Legal Question in Family Law in California
I am the Mom and I work, I was not married to my sons father who has not had a job in 6 years. I have my son 4 days a week. My son is 8 years old. Would I have to pay child support? It has never been brought up in court yet.
1 Answer from Attorneys
From the situation you describe, probably yes if he asks for it. Support is determined by a complex formula that arrives at your "available" income for support. A percentage of that is then allocated to child support. Then whatever percentage of time you do not have the child is the percentage of the amount allocated to child support that you pay the other parent. So using simplified numbers, if your available income is 1000/mo, and you are in the 33% child support bracket, you owe $333 to support. If you then have the child 67% of the time, you owe $111 to the other parent. The same calculation is done on the other parent's income. Say they have available income of $333/mo., they owe $111 to support, and they have 33% custodial time. They would owe you $37/mo. Deduct that from the $111 you owe them and the final result is you pay them $74/mo.
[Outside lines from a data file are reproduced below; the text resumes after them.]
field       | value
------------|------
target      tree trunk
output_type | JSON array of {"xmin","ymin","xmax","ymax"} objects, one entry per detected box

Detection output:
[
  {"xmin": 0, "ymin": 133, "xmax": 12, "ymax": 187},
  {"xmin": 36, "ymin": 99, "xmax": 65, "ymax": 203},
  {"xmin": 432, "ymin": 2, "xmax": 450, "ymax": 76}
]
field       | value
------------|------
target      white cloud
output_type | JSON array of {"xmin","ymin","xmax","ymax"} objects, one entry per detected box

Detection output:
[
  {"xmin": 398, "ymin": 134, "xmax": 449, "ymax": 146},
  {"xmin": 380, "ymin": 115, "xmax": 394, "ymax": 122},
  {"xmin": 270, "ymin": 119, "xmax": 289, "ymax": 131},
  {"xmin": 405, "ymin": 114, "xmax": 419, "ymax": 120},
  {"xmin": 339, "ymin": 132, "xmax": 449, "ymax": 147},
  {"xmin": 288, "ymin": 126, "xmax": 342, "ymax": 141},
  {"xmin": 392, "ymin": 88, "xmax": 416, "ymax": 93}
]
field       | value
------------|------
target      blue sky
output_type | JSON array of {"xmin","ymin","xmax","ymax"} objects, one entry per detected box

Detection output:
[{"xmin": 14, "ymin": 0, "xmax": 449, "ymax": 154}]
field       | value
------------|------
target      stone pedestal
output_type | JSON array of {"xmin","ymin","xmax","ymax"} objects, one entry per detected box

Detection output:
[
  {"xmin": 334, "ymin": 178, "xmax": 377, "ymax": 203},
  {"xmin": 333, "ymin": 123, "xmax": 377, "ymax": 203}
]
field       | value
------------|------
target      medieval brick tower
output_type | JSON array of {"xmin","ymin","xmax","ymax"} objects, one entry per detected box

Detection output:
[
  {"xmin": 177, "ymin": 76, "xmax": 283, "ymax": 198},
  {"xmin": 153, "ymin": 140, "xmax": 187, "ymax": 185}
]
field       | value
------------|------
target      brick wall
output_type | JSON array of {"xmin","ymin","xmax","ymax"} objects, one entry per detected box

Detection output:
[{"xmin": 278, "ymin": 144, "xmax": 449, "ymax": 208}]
Of course if the other parent's income is $0, then you would owe the full $111.
There is an additional twist, however. When ordering support paid to a non-working parent, the court can, and on request pretty much always will, either issue a "find work" order that will require the non-working parent to make specified efforts to find a job and report to the court periodically with proof of the efforts, OR (since a find work order must be voluntary due to the 13th Amendment) the court can order that support be calculated on "imputed" income, meaning the court will pretend the non-working parent is earning what the court finds they COULD earn if they were working. So if this comes to a court proceeding, you must remember to ask for a find work order or imputed income.